All we need to do is replicate this widget in our own assembly, replacing the scalar store above with our wider store for our concurrent hash map.

The problem is that somewhat understandably the Go designers really don’t want you to do that, and they therefore started forbidding linking to runtime symbols. This is to avoid having libraries relying on runtime internals, and being henceforth unable to change them.

Fortunately, they whitelisted functions which were previously referenced by popular Go packages, and it just so happened that a single package used exactly the symbols we need.

To link to them, you must blacklist future Go versions:

//go:build go1.21 && !go1.26
package foo

//go:linkname gcWriteBarrier2 runtime.gcWriteBarrier2
func gcWriteBarrier2()

//go:linkname runtimeWriteBarrier runtime.writeBarrier
var runtimeWriteBarrier uintptr

Presumably the plan is to eventually completely phase out these functions too. But in the meantime, you can hand-craft write barriers with abandon.

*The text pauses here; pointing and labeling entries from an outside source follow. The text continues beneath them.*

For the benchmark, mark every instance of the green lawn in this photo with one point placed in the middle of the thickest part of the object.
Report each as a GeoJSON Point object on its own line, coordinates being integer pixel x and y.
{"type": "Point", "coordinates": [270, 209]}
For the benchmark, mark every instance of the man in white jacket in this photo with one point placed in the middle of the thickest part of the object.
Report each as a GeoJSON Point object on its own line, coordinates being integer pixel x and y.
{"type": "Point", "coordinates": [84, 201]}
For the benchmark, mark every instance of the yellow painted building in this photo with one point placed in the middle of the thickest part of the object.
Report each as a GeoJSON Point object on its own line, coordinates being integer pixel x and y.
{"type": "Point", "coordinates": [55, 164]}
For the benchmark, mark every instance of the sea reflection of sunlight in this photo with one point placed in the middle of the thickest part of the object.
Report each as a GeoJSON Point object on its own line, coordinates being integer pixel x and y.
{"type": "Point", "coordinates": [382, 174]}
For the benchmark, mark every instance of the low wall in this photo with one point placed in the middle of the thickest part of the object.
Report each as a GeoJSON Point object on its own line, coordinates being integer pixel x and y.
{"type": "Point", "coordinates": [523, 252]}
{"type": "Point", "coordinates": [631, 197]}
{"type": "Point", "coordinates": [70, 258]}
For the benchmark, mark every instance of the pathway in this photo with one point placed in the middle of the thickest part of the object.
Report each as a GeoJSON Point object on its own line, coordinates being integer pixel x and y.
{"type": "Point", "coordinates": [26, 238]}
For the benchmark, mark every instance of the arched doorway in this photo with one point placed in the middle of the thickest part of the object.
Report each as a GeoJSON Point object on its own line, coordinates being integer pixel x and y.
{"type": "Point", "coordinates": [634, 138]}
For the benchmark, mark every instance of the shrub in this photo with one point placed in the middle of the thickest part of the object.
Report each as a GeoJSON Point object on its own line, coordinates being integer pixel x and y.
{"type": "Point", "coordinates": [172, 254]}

Bonus: allocating aligned memory in Go #

While investigating the above, a more fundamental problem arose: allocating our slots to be 128-bit aligned, to be able to use AVX instructions on them. Go makes this surprisingly tricky. Allocating a []byte and using unsafe.Slice() to create an aligned []slot from it is doomed to fail, since the Go runtime identifies allocated regions by their original type, and therefore will be blind to the pointers in our array of slots.

Regrettably, there seem to be no “blessed” ways of doing this, but after a few experiments Peter Cawley produced this devious bit of code to bend Go’s malloc to our will:


type slot struct {
  key   uint64
  value *entry
}

type slotShifted struct {
  entry *entry
  key   uint64
}

// Allocate slots so that they're 16-byte aligned.
func allocateSlots(capacity int) (slots []slot) {
  candidate := make([]slot, capacity)
  if (uintptr(unsafe.Pointer(&candidate[0])) & 15) == 0 {
    // This is exactly what we want.
    slots = candidate
    return
  }
  candidateShifted := make([]slotShifted, capacity+1)
  if (uintptr(unsafe.Pointer(&candidateShifted[0])) & 15) == 8 {
    // This can be made to work; throw away the first 8 bytes and
    // last 8 bytes of candidateShifted.
    slots = unsafe.Slice((*slot)(unsafe.Pointer(uintptr(unsafe.Pointer(&candidateShifted[0]))+8)), capacity)
    return
  }
  // This can happen if adding 1 to capacity pushes us up a size class,
  // and the new size class has a malloc header whereas the old size
  // class does not.
  candidate = make([]slot, capacity+1)
  if (uintptr(unsafe.Pointer(&candidate[0])) & 15) == 0 {
    // This is what we want, albeit one element too big, so throw
    // away the extra element.
    slots = candidate[0:capacity:capacity]
    return
  }
  panic("could not allocate slots")
}

Note that while the runtime tracks where pointers are based on Go’s type system, it does not care about the precise source of pointers, making the above trick viable. There are surely other ways to do this, but the above is possibly the cutest.

Acknowledgements #

Many thanks to everybody I nerd-sniped by bringing up this topic, and to Peter Cawley and Samir Jindel in particular.